Device	Raw		Processed
Device	Data	File	Data	File
ZED	Left-eye and right-eye RGB videos	.SVO	RGB images	.PNG
			Depth maps (unnormalized)	.NPY
			Depth images (normalized)	.PNG
Event	Binary events in EVT3.0 format	.RAW	Events (x, y, p, t)	.CSV
Event	Sensor setting for recording	.BIAS	Event images	.JPG
MoCap Pro	Sensors' reading and hand joint angles	.CSV	Hand joint motion	.CSV
	Hand calibration parameters	.CAL	Hand joint positions	.JSON
	3D animation visualization	.FBX
	Metadata of the recording	.JSON
OptiTrack	Local and global transformatiom matrices	.CSV	Body motion in throw-catch frame	.CSV

We suggest users to visit our GitHub repository for more detailed, step-by-step instructions on processing the data from scratch. Briefly, users can follow the three steps below to process the raw data:

Step 1: Fetch the Raw Data. You can access all recorded raw data from Dropbox. The raw data of each recorded throw&catch activity is compressed in a .zip file.

Step 2: Extract the Raw Data. We provide a scripted data extractor to unzip the packaged raw data and organize all raw files in an appropriate data hierarchy, as previously mentioned.

python src/extract.py --srcpath raw_data_path --tarpath your_path

--srcpath is where the downloaded raw data is stored. --tarpath is the target path where you want to extract the raw data.

Step 3: Process the Extracted Data.

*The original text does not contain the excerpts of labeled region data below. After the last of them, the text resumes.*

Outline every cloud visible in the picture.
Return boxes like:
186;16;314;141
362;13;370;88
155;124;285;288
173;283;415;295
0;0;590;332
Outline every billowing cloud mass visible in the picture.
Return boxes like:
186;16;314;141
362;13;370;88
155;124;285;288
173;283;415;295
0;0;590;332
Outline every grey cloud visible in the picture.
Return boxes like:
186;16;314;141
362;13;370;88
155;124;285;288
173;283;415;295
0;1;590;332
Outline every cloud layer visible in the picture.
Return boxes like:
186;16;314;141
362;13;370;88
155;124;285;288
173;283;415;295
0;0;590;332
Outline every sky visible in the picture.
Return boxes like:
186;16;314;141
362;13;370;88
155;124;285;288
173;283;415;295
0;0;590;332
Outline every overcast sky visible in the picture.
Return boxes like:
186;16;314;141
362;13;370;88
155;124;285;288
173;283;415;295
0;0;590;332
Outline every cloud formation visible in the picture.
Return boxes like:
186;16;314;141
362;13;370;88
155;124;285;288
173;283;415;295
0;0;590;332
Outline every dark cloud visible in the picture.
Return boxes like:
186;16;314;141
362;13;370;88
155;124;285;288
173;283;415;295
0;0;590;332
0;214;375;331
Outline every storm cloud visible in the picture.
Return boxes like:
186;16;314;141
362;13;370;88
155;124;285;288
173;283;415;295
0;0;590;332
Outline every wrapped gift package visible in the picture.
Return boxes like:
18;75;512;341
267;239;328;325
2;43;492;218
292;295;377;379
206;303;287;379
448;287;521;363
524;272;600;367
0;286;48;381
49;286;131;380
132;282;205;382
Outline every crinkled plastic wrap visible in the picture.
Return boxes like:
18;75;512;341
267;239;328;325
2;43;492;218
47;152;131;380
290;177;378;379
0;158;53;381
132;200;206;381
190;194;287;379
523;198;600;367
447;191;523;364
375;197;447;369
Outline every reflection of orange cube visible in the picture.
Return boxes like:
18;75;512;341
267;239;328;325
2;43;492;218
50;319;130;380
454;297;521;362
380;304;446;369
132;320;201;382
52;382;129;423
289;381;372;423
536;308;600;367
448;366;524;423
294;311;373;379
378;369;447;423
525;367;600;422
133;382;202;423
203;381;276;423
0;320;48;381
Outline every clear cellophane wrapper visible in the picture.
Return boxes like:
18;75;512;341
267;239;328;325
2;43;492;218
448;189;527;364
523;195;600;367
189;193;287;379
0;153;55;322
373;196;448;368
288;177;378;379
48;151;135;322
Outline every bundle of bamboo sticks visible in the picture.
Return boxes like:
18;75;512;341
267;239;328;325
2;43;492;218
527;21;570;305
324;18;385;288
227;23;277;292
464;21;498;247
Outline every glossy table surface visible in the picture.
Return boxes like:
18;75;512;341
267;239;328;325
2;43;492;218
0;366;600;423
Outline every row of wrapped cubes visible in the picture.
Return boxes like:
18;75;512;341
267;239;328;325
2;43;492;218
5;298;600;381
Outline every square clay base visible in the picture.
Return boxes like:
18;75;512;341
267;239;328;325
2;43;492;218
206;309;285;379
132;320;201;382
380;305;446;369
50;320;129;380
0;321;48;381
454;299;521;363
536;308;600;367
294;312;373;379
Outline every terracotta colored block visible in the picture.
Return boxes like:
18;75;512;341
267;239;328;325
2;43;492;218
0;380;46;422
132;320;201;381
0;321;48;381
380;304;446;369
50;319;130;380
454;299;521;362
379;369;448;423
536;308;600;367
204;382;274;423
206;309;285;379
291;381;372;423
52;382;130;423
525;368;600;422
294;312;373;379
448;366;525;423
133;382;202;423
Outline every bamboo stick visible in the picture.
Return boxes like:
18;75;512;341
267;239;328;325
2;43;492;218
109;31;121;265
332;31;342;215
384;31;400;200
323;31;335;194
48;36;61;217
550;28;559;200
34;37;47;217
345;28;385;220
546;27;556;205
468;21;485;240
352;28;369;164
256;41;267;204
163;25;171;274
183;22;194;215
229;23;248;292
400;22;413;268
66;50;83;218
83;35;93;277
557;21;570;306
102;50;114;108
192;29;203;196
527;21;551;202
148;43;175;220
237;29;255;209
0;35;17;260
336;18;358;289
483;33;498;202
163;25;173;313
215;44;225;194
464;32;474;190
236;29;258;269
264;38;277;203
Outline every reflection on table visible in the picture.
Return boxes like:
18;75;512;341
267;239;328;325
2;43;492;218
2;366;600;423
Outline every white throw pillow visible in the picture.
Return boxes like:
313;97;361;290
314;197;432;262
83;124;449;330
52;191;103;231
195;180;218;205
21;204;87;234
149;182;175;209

After the data has been extracted and organized appropriately, run the processor :

python src/process.py --datapath your_path/data

--datapath is where your extracted data is located.

We refer users to the data processing documentation for complete technical details on how we process the multi-modal and cross-device raw data. Additionally, take a look at the data file explanation and our technical paper for a detailed introduction to the data hierarchy and the content of each involved data file.

Annotator

The annotator enables users to visually segment and annotate each recorded activity with a hierarchy of semantic and dense annotations. Overall, it provides:
(1) An interactive annotation interface: The interface displays all synchronized streams in an interactive window, as shown below, allowing users to inspect and annotate each recording frame by frame.
(2) A variety of annotation operations: Users can easily interact with the interface to label temporal segmentation and annotations using keyboard operations.
(3) An information panel: The annotation results are displayed in real-time in the information panel. Any modifications to the annotation results are immediately saved in the corresponding annotation file.

We recommend users to read the comprehensive annotation guide for a detailed explanation of the annotator and its usage, as well as the dataset annotation.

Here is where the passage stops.